Curbing excessive use of force is a good thing. Why do many people think the fix is to provide merely a different weapon of choice? Photograph: Alexey Furman/EPA
Would Michael Brown still be alive if cops were trained to reach for their stun gun, rather than their gun-guns?
But, as evidenced by the recent deaths of Israel Hernandez in Miami Beach, Florida, and Dominique Franklin Jr in Sauk Village, Illinois, stun guns are no guarantee that the overreaction of a law enforcement officer won’t result in the death of an innocent civilian.
On Friday, a report on the United States by the UN Committee against Torture offered clear evidence that Tasers are as lethal as firearms. In the cases of Hernandez and Franklin, both men were unarmed and tasered in circumstances where there was no real or immediate threat to the life of – or risk of serious injury to – the officer.
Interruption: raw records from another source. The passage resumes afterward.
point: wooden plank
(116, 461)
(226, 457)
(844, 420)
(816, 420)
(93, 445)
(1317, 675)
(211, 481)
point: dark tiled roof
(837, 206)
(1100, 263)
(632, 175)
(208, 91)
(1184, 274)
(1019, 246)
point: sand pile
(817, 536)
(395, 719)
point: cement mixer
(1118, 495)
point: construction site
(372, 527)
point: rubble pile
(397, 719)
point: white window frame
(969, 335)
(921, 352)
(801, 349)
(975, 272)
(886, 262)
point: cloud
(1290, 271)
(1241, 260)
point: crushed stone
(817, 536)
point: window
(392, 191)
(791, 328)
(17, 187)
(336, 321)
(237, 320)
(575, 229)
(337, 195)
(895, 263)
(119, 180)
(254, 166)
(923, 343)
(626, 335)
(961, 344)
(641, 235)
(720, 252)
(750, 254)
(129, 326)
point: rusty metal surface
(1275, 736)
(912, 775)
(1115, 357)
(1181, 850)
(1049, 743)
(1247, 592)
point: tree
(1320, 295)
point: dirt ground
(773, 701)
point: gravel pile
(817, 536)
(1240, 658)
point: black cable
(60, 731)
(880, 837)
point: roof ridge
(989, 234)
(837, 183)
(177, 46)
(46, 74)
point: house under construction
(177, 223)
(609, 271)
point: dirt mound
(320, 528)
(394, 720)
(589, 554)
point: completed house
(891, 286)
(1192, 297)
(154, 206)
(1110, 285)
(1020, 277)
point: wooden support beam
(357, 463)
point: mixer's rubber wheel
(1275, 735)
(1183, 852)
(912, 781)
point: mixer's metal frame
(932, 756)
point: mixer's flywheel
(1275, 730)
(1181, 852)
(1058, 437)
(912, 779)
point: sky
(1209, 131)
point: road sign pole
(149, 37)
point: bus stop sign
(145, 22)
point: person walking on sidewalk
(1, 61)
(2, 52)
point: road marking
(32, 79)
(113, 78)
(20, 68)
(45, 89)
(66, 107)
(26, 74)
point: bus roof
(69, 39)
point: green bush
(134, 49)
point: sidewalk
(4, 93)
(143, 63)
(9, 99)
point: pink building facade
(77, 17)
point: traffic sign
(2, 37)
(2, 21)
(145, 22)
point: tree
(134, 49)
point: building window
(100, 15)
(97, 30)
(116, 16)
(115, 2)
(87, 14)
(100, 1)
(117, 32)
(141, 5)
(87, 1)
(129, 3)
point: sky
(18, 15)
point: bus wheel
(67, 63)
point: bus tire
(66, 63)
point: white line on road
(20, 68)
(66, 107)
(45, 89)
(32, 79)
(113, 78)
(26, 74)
The committee’s evaluation of the use by US law enforcement officials of stun guns – commonly referred to by the brand name Taser – calls on the authorities to “revise the regulations governing the use of such weapons with a view to establishing a high threshold for their use ... and subject to the principles of necessity and proportionality.”
In other words, the reputed non-lethality of stun guns is absolutely no reason for them to be drawn under vastly different circumstances than an officer would draw his gun.
In its annual report, Amnesty International found that, between 2001 and 2013, there were 540 deaths from police using stun guns. The weapons were also linked as a contributing factor in more than 60 other deaths, including the death of 17-year-old Darryl Turner, who died in March 2008 after being tasered in the chest for more than 40 seconds at the North Charlotte grocery store where he worked as a cashier. He suffered cardiac arrest and died at the scene. The subsequent litigation brought by Turner’s parents concluded that Taser International, which manufactures the weapon, failed to warn law enforcement officials of the risk of firing Tasers near an individual’s heart. The conclusions of the case were supported by May 2012 research from the American Heart Association. The report provided the first scientific evidence that Tasers (and other stun guns) can cause cardiac arrest and death.
It is a myth that stun guns are less lethal weapons capable of “saving lives” – and they do nothing to combat US law enforcement’s use of excessive force or racially discriminatory policing. In August, the UN Committee on the Elimination of Racial Discrimination urged police departments in the United States to stop using excessive force, and also found that black Americans were disproportionately the victims of police brutality.
In response to public concerns, officials in the United Kingdom are currently taking a critical look at British officers’ use of force.
Theresa May, the UK home secretary, ordered a national review in October after statistics suggested that a disproportionate percentage of victims of police Tasering “are from black or minority backgrounds”. The review is part of a wider transparency programme for the British police, which aims to curb the excessive use of force through increased scrutiny and training.
In the UK, there have been a number of deaths linked to stun-gun use, but none have been held to be caused by the weapon. May has asked Home Office officials and the national policing lead on Tasers to conduct an in-depth review of the publication of Taser data and the use of force by police officers, and those new measures are likely to see a reduction in the use of stun guns in the coming years. They ultimately help prevent any Taser-related deaths.
Rather than putting more weapons in more officers’ hands, the US ought to be considering a similar review. Curbing the excessive use of force is a good thing; it’s unclear why so many people think the way to do that is to provide alternate weapons for cops instead.
We need to change the way that black Americans are policed (and overpoliced), but we can’t until federal, state and local officials – indeed, officials across the world – acknowledge and take responsibility for the fact that police brutality routinely causes preventable deaths. It might be a shock to the system, but at least it won’t be a deadly one.

 http://gu.com/p/43nhz

Friday 25 July 2014

Opinion in The Lawyer - 25 July 2014

CV-blind policies are just one step in right direction

Last week Lawyer 2B reported that Macfarlanes had joined Clifford Chance and Mayer Brown in introducing a CV-blind policy to recruit trainee solicitors (16 July 2014). This is welcome news and a step that needs to be embraced by all law firms, not just City firms.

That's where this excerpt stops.